As noted above, small samples can be misleading, but the total absence of any Y-DNA R in any of the 30 pre-Bronze Age samples from the region, while it may not rule out the possibility that there was some Y-DNA R in the region during the Neolithic, does seriously disfavor the possibility that Y-DNA R was present at anything approaching its modern frequency in the region during the Neolithic era.  Modern populations in this region have from 20%-60% Y-DNA R1, with significant amounts of both R1a and R1b in almost all of these populations.
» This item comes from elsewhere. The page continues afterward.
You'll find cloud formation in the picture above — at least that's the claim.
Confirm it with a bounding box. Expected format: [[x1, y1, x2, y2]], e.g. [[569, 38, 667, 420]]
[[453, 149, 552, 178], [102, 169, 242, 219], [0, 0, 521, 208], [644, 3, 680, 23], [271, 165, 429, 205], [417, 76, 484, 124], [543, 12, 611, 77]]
If the N=30 sample were random and independent (which it isn't) a proportion of R1 in the Neolithic era or more than about 10% is disfavored at the 95% confidence level, and the expected proportion of R1 would be not more than about 5% given the data in the sample that we do have and ignoring our Baysean priors from our wider knowledge of ancient DNA.  The nature of sample size statistics is that even the slight improvement from N=8 to N=30 dramatically improves statistical power, even though this improvement shows diminishing returns as N increase (to the point where, for example, the difference in statistical power between a sample size of 800 and 3000 is quite modest).

Also, knowing what I know now about the fact that Slavic peoples made their way into the Balkans from the North and had a significant demic component (unlike many other migration period "barbarians"), it isn't implausible that at least some of the Y-DNA R1a in the Balkan region today arrived as late as the Iron Age from Slavic migration (which would have predominantly Y-DNA R1a relative to Y-DNA R1b), and that the ratio of R1b to R1a in the Balkan region was higher in the Bronze Age than it is today.  And, the R1b blending proportions with R1a in the Balkans, unlike in many other parts of Europe, is not a good fit to historical boundaries between the Bell Beaker cultural area and the Corded Ware cultural area that succinctly describes the relative proportion of these Y-DNA types in most of Europe.  So there is a window in time in the Bronze Age during which R1b could plausibly have been dominant in a population that migrated through Western Hungary on to Western Europe.